Version 2.5
===========

-   A bug was causing a lot of data going over the wire each time
    FSCrawler was running. To fix this issue, we changed the default
    mapping and we set ``store: true`` on field ``file.filename``. If
    this field is not stored and ``remove_deleted`` is ``true``
    (default), FSCrawler will fail while crawling your documents. You
    need to create the new mapping accordingly and reindex your existing
    data either by deleting the old index and running again FSCrawler or
    by using the `reindex
    API <https://www.elastic.co/guide/en/elasticsearch/reference/current/docs-reindex.html>`__
    as follows:

    ::

       # Backup old index data
       POST _reindex
       {
         "source": {
           "index": "job_name"
         },
         "dest": {
           "index": "job_name_backup"
         }
       }
       # Remove job_name index
       DELETE job_name

    Restart FSCrawler with the following command. It will just create the
    right mapping again.

    .. code:: sh

       $ bin/fscrawler job_name --loop 0

    Then restore old data:

    ::

       POST _reindex
       {
         "source": {
           "index": "job_name_backup"
         },
         "dest": {
           "index": "job_name"
         }
       }
       # Remove backup index
       DELETE job_name_backup

    The default mapping changed for FSCrawler for ``meta.raw.*`` fields.
    Might be better to reindex your data.

-   The ``excludes`` parameter is also used for directory names. But this
    new implementation also brings a breaking change if you were using ``excludes``
    previously.

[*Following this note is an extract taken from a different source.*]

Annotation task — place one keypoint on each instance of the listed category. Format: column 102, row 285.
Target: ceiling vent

In the previous implementation, the regular expression was only applied
    to the filename. It's now applied to the full virtual path name.

    For example if you have a ``/tmp`` dir as follows:

    .. code::

        /tmp
        └── folder
            ├── foo.txt
            └── bar.txt

    Previously excluding ``foo.txt`` was excluding the virtual file ``/folder/foo.txt``.
    If you still want to exclude any file named ``foo.txt`` whatever its directory
    you now need to specify ``*/foo.txt``:

    .. code:: json

       {
         "name" : "test",
         "fs": {
           "excludes": [
             "*/foo.txt"
           ]
         }
       }

    For more information, read :ref:`includes_excludes`.

- For new indices, FSCrawler now uses ``_doc`` as the default type name for clusters
  running elasticsearch 6.x or superior.